After the celebration of the 400th anniversary of the first contact (1606-2006), there was another quad-centenary, that of the first contact with West-Australia (1616-2016), in 2016. 2012 marked the 300th anniversary of the wrecking of the merchant ship the Zuytdorp (1712-2012), on the West Australian coast.
A Shared History of Australia and the Netherlands
The Dutch-Australian shared cultural heritage goes back to the era of the Dutch East India company (VOC), in which the Dutch seafarers Willem Janszoon and Dirk Hartog were the first Europeans to make a recorded landfall on Australian soil, in respectively the north coast (1606) and west coast (1616) of the Australian continent. In the following years, Dutch seafarers such as Abel Tasman (1644) and Willem de Vlamingh (1696) mapped a large part of the continent.

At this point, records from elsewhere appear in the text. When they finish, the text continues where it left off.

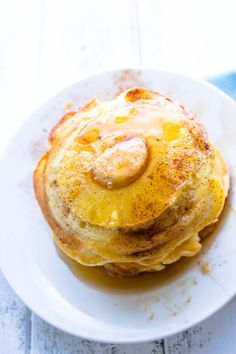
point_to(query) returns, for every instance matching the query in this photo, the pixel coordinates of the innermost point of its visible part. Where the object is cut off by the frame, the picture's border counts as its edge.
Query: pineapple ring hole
(121, 164)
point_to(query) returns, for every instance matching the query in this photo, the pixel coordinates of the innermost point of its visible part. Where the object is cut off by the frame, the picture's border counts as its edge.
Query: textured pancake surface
(130, 183)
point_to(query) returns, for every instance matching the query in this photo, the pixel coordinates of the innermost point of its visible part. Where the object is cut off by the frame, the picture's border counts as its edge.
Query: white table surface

In 1606 the Dutch East India Company vessel Duyfken went to explore the northeast coast of the then unfamiliar continent Australia. In the years after the expedition of the Duyfken many other visits followed. Most of them were involuntary confrontations with the Australian westcoast of VOC ships traveling along the so-called Brouwer-route from the Cape of Good Hope to Batavia. This resulted in at least four shipwrecks. The sites of these shipwrecks have been explored in the 20th century which has resulted in a large collection of artefacts.
During World War II, the Netherlands and Australia were close allies. As part of the allied opposition to Japan, the Royal Netherlands and East Indies Forces operated from Australia. After the Netherlands East Indies (Indonesia) fell to the Japanese, both soldiers and refugees fled to Australia. On 3 March 1942 a number of ‘flying boats’ that flew Dutch evacuees to the port of Broome, Western Australia, were bombarded by Japanese naval forces and many of them were killed. The wrecks of the aircrafts are still in the sea.
Many Dutch migrants moved to Australia in the 1950s and the early 1960s.The close ties that the Netherlands has developed with Australia also abound through the history of migration in the 20th century. Many Dutch migrants moved to Australia after World War II, when the Netherlands government actively encouraged emigration to relieve housing shortages and economic distress. Today about 370.000 Australian residents are of Dutch origin.